← Back to posts
comparison guide self-hosted · · 12 min read

Sloth vs Pyrra vs SLO Generator: Best Self-Hosted SLO Management Tools 2026

Compare Sloth, Pyrra, and Google SLO Generator for self-hosted SLO management. Installation guides, Docker Compose configs, feature comparison, and FAQ.

OS
Editorial Team

Service Level Objectives (SLOs) are the cornerstone of modern Site Reliability Engineering. They define the reliability target your service promises to users, translate complex metrics into business-readable goals, and drive engineering decisions through error budget tracking. But implementing SLOs by hand — writing PromQL queries, calculating burn rates, configuring multi-window alerts — is error-prone and scales poorly across teams.

This guide compares the three leading open-source, self-hosted SLO management tools: Sloth, Pyrra, and Google SLO Generator.
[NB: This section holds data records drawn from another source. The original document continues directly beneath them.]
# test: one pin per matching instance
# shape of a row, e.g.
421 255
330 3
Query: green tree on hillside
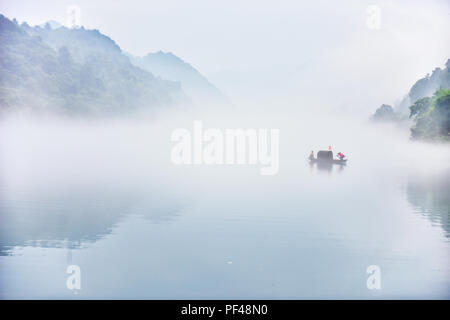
432 117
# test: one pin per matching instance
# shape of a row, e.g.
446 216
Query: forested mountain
74 71
427 104
169 66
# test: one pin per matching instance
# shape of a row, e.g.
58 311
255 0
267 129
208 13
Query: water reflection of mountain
71 220
430 195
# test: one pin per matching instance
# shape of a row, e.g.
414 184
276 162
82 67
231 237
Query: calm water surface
211 232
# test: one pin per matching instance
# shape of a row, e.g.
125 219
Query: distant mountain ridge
422 88
168 66
75 71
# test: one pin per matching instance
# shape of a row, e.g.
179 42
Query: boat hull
330 161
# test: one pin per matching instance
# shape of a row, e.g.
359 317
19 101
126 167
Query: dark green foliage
432 117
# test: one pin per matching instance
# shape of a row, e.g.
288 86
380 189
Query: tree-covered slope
432 117
169 66
74 71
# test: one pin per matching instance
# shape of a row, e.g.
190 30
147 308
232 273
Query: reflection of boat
326 157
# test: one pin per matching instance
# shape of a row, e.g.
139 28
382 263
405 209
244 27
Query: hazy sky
249 46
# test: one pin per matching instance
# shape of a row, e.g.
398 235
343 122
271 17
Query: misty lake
106 198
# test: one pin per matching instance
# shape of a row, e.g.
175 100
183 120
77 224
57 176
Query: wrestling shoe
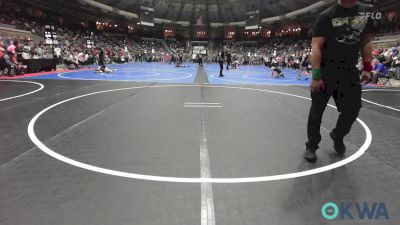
338 145
310 155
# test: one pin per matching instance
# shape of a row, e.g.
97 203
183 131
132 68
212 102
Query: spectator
379 71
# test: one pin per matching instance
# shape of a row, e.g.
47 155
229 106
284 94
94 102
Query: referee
340 34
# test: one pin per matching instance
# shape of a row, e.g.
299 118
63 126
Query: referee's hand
317 85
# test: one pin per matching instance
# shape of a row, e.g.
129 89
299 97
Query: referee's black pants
347 95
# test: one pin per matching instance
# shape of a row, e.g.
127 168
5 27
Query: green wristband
316 73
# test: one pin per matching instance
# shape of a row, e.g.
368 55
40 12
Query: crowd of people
72 50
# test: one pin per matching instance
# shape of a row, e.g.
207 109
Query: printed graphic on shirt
349 29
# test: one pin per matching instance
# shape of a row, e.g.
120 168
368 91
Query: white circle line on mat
47 150
188 75
280 83
41 87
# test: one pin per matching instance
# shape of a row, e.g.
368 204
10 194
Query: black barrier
40 65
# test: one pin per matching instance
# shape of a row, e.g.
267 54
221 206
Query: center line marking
201 103
202 106
207 199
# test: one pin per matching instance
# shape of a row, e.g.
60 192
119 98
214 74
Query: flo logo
351 211
372 15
Each takes a different approach to making SLOs operational, and we’ll help you pick the right one for your infrastructure.

For related reading, see our Prometheus alerting comparison and comprehensive observability guide.
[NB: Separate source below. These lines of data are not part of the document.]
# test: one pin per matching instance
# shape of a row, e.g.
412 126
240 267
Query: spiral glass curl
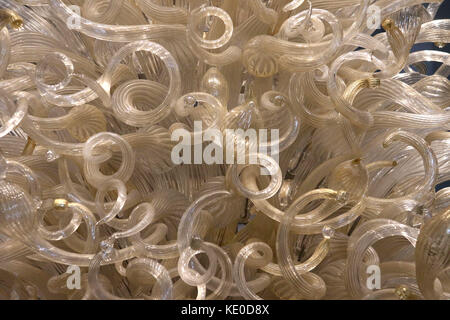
226 149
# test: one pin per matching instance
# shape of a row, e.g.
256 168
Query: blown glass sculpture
224 149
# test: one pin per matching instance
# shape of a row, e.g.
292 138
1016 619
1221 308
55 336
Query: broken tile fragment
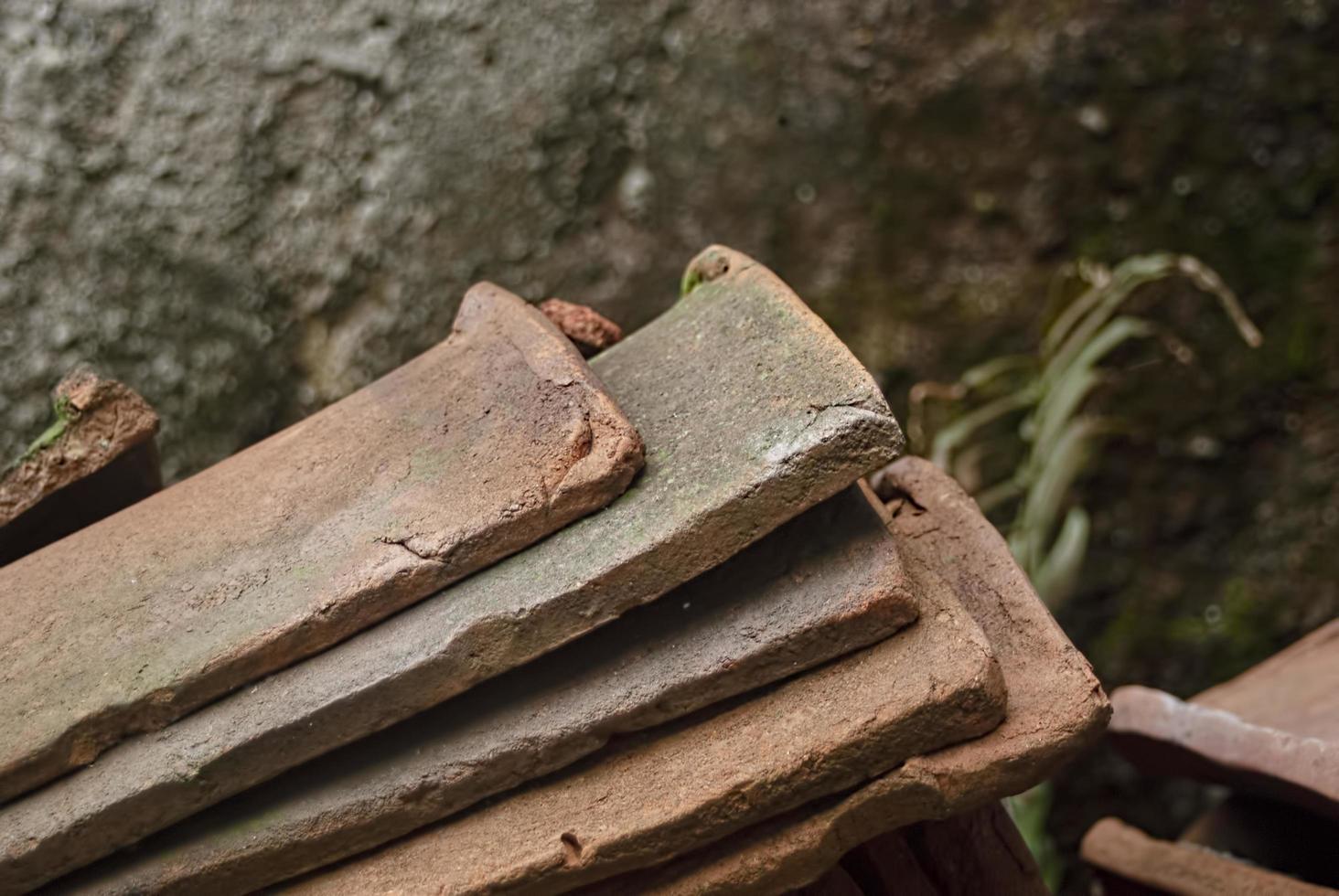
770 415
588 330
1272 731
702 778
1055 709
819 587
1134 863
465 454
98 457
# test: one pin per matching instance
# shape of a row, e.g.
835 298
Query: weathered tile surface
1271 833
821 585
1271 731
1160 867
752 411
1291 691
467 453
101 460
588 330
967 855
1163 735
1055 710
677 788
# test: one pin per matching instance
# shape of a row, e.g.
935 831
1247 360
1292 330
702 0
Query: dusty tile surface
702 778
752 411
467 453
1055 710
1131 856
100 457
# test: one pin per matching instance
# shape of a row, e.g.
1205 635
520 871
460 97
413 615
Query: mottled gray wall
248 209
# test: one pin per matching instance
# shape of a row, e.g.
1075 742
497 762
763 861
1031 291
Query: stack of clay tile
1271 737
507 620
Why Self-Hosted SLO Management Matters

Cloud-based SLO platforms like Nobl9 and Honeycomb charge per SLO or per data volume, which becomes expensive at scale. Self-hosted alternatives give you:

  • Full data ownership — SLO definitions, burn rate data, and error budgets never leave your infrastructure
  • No per-SLO pricing — run unlimited SLOs without escalating subscription costs
  • Tighter Prometheus integration — query the same metrics your alerts use, with zero data duplication
  • Custom SLI sources — feed data from any Prometheus-compatible backend (VictoriaMetrics, Thanos, Mimir)
  • Compliance — keep reliability data on-premises for regulated industries

What Is an SLO?

Before comparing tools, let’s clarify the terminology:

  • SLI (Service Level Indicator) — the actual measurement (e.g., request latency p99 < 500ms)
  • SLO (Service Level Objective) — the target for an SLI over a time window (e.g., 99.9% of requests under 500ms over 30 days)
  • Error Budget — the remaining allowed failures before violating the SLO (0.1% = 43 minutes per 30 days)
  • Burn Rate — how fast you’re consuming the error budget (2x burn rate means you’ll exhaust the budget in 15 days)

Multi-window, multi-burn-rate alerting — popularized by the Google SRE Workbook — fires alerts at different thresholds depending on how quickly the budget is being consumed. A slow burn over 30 days warrants a ticket; a fast burn over 1 hour warrants a page.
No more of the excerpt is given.